Basta pensare a Pietro quando davanti alla folla convocata nella città santa si alza in piedi e a voce alta, annuncia con fierezza che «quel Gesù di Nazareth che tutti avevano conosciuto per i suoi prodigi e miracoli era stato consegnato nelle loro mani ed era da loro stato crocifisso e ucciso. Ma Dio lo ha risuscitato dai morti perché non era possibile che la morte lo tenesse in suo potere» (At 2,22-24).

 

Quello stesso Pietro che appena 50 giorni prima aveva rinnegato il suo Maestro, ora proclama che quel senso di colpa e di inadeguatezza che lo teneva schiacciato, Dio lo aveva sciolto definitivamente. Infatti il vero centro del discorso di Pietro non è l’accusa che egli fa agli uomini di aver ucciso l’autore della vita, ma il vero focus è che la vita divina non può essere sommersa dalle acque della morte.

 

Questo è quello che accade anche a noi ogni volta che ci lasciamo raggiungere dalla misericordia di Dio capace di riattivare quella sensazione che ci fa sentire amati per quello che siamo e non per quello che abbiamo o non abbiamo saputo fare. Ed è da questa esperienza personale che poi nasce in noi il desiderio di diffondere quel profumo anche sugli altri invitandoli a sperare e credere che la forza dello Spirito Santo agisce liberamente senza confini perché è sempre capace di ravvivare una promessa di felicità per tutti coloro che la desiderano.

 

«Ora non c’è nessuna condanna per quelli che sono in Cristo Gesù, perché la legge dello Spirito ti ha liberato dalla legge del peccato e della morte. Infatti ciò che era impossibile alla Legge, Dio lo ha reso possibile». (Rm 8,1-2).

 

È interessante che san Paolo per spiegare come lo Spirito Santo agisca nel nostro cuore si sia servito di un linguaggio di tipo giuridico, come se ci trovassimo in un’aula di tribunale.
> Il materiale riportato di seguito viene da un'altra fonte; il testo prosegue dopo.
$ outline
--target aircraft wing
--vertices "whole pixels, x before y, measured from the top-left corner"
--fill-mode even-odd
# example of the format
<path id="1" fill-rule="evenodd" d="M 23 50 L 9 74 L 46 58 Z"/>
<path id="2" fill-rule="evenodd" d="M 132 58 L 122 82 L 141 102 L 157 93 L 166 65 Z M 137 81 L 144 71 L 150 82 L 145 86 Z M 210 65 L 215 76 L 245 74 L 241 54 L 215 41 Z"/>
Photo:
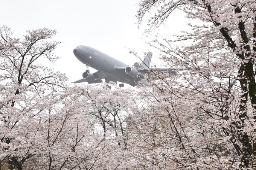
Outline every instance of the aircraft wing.
<path id="1" fill-rule="evenodd" d="M 82 83 L 83 82 L 87 82 L 87 83 L 88 83 L 88 84 L 92 84 L 94 83 L 102 83 L 103 82 L 102 81 L 101 79 L 96 79 L 94 81 L 87 81 L 84 79 L 81 79 L 79 80 L 73 82 L 72 82 L 72 83 Z"/>
<path id="2" fill-rule="evenodd" d="M 102 73 L 100 72 L 96 72 L 93 73 L 93 75 L 94 76 L 95 78 L 95 80 L 93 81 L 88 81 L 85 79 L 81 79 L 79 80 L 75 81 L 72 82 L 72 83 L 82 83 L 84 82 L 87 82 L 88 84 L 93 84 L 94 83 L 102 83 L 103 82 L 102 80 L 101 79 L 101 77 L 102 76 Z"/>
Ma anche Gesù ci parla dello Spirito Santo come di un Avvocato (Gv 16,7) perché inviato a stare accanto a noi per difenderci e sostenerci.

 

Ma in che modo? Non come fanno gli avvocati nei nostri tribunali che parlano al giudice in difesa dell’accusato sostituendosi alla sua capacità di difesa e di libertà, bensì aiutandoci a ricordare, cioè riportare al cuore, la relazione di cui siamo ormai costituiti e verso quale destino di gloria siamo incamminati. Lo Spirito Santo sussurra in noi non le parole con cui dobbiamo convincere noi stessi o gli altri di essere meritevoli dell’amore del Padre, ma la Parola sempre salda e fedele: Dio non si è sbagliato a volerci e ad amarci.

 

Ecco il frutto dello Spirito Santo: la capacità di custodirci nella memoria del Signore Risorto, perché è solo da lì che possiamo fare esperienza del suo sguardo contento di guardarci non a partire da quello che siamo stati o da quello che potremmo essere, ma da quello che siamo: figli e figlie amati.